Calculate the value of the new wavelength,

Substitute $2.43\times {10}^{-12}\text{\hspace{0.17em}m}$for$\Delta \lambda$and $3\times {10}^{-12}\text{\hspace{0.17em}m}$for$\lambda$into equation (iii).

$\begin{array}{l}{\lambda }^{\text{'}}=2.43\times {10}^{-12}+3\times {10}^{-12}\\ {\lambda }^{\text{'}}=(2.43+3){10}^{-12}\\ {\lambda }^{\text{'}}=5.43\times {10}^{-12}\text{\hspace{0.17em}m}\end{array}$

Calculate the energy after the scattering,

Substitute $6.62\times {10}^{-34}{\text{\hspace{0.17em}m}}^2\text{kg}/\text{s}$for h , $3\times {10}^8\text{\hspace{0.17em}m}/\text{s}$for c and $5.43\times {10}^{-12}$for$\lambda$ into equation (i).

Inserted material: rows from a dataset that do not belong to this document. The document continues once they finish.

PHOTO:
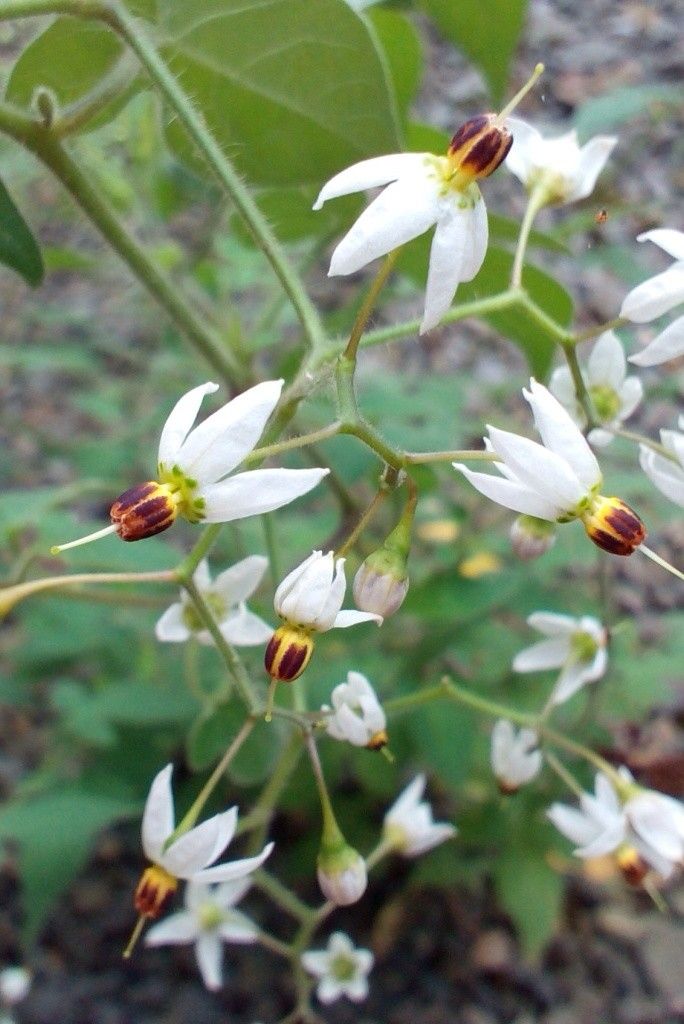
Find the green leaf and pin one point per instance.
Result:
(486, 31)
(18, 249)
(294, 91)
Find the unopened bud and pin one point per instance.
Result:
(288, 652)
(531, 538)
(143, 511)
(612, 525)
(342, 873)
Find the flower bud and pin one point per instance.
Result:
(341, 871)
(288, 652)
(143, 511)
(531, 538)
(612, 525)
(479, 146)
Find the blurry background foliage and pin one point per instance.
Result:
(294, 91)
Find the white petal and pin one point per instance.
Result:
(401, 212)
(171, 628)
(240, 582)
(201, 846)
(176, 930)
(370, 174)
(561, 435)
(180, 420)
(209, 953)
(655, 296)
(158, 817)
(257, 492)
(222, 440)
(667, 345)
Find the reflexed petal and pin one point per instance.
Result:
(401, 212)
(257, 492)
(158, 817)
(667, 345)
(222, 440)
(371, 173)
(171, 628)
(180, 420)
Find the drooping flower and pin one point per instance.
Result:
(309, 600)
(613, 394)
(187, 855)
(557, 480)
(515, 759)
(194, 464)
(642, 827)
(667, 474)
(557, 169)
(576, 646)
(225, 596)
(409, 826)
(209, 920)
(356, 715)
(341, 969)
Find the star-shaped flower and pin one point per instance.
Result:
(558, 168)
(341, 969)
(226, 596)
(657, 296)
(613, 394)
(576, 646)
(209, 920)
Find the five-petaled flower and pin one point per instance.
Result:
(209, 920)
(613, 394)
(194, 464)
(185, 854)
(409, 827)
(557, 170)
(657, 296)
(557, 480)
(341, 969)
(576, 646)
(309, 599)
(225, 597)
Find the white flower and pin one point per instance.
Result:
(667, 474)
(409, 826)
(189, 855)
(558, 166)
(420, 193)
(613, 394)
(208, 921)
(514, 758)
(576, 646)
(356, 714)
(311, 596)
(341, 969)
(226, 597)
(557, 480)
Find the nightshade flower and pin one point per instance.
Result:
(225, 596)
(186, 856)
(341, 969)
(557, 480)
(309, 599)
(557, 169)
(514, 757)
(667, 474)
(356, 715)
(613, 394)
(656, 296)
(209, 920)
(409, 826)
(194, 464)
(576, 646)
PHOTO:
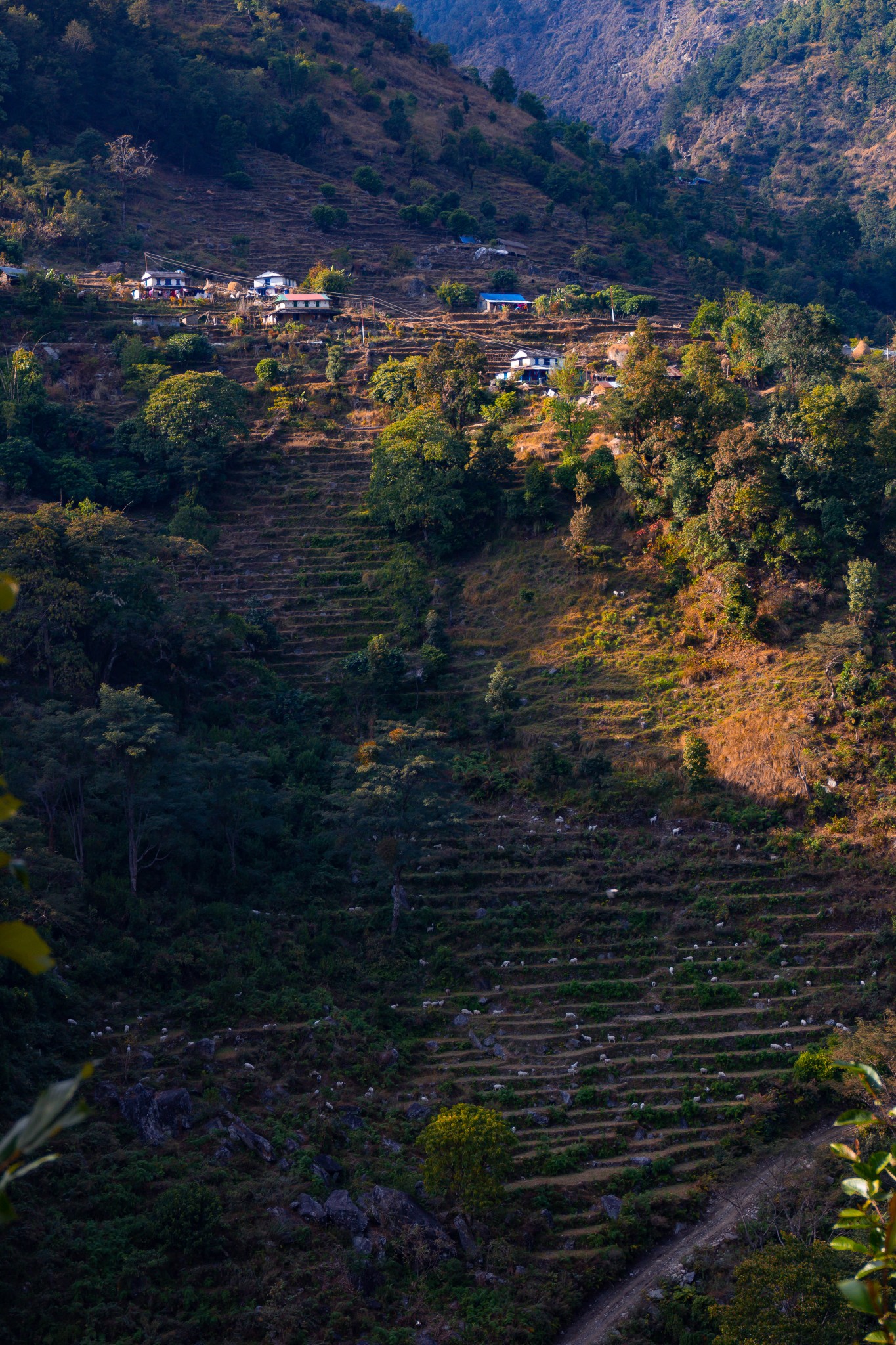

$\begin{array}{l}{E}^{\text{'}}=\frac{6.62\times {10}^{-34}\times 3\times {10}^8}{5.43\times {10}^{-12}}\\ E^{\text{'}}=\frac{19.86\times {10}^{-26}}{5.43\times {10}^{-12}}\\ E^{\text{'}}=3.65\times {10}^{-14}\text{\hspace{0.17em}J}\end{array}$

The kinetic energy of the electron would be the difference of the energy of before and after the scattering.

Calculate the kinetic energy of electron.

Substitute$3.65\times {10}^{-14}$ for $E^{\text{'}}$and$6.62\times {10}^{-14}\text{\hspace{0.17em}J}$ for E intoequation (iv).

$\begin{array}{l}K=6.62\times {10}^{-14}-3.65\times {10}^{-14}\\ K=(6.62-3.65)\times {10}^{-14}\\ K=2.97\times {10}^{-14}\text{\hspace{0.17em}J}\end{array}$

Hence the kinetic energy of the electron is $2.97\times {10}^{-14}\text{\hspace{0.17em}J}$.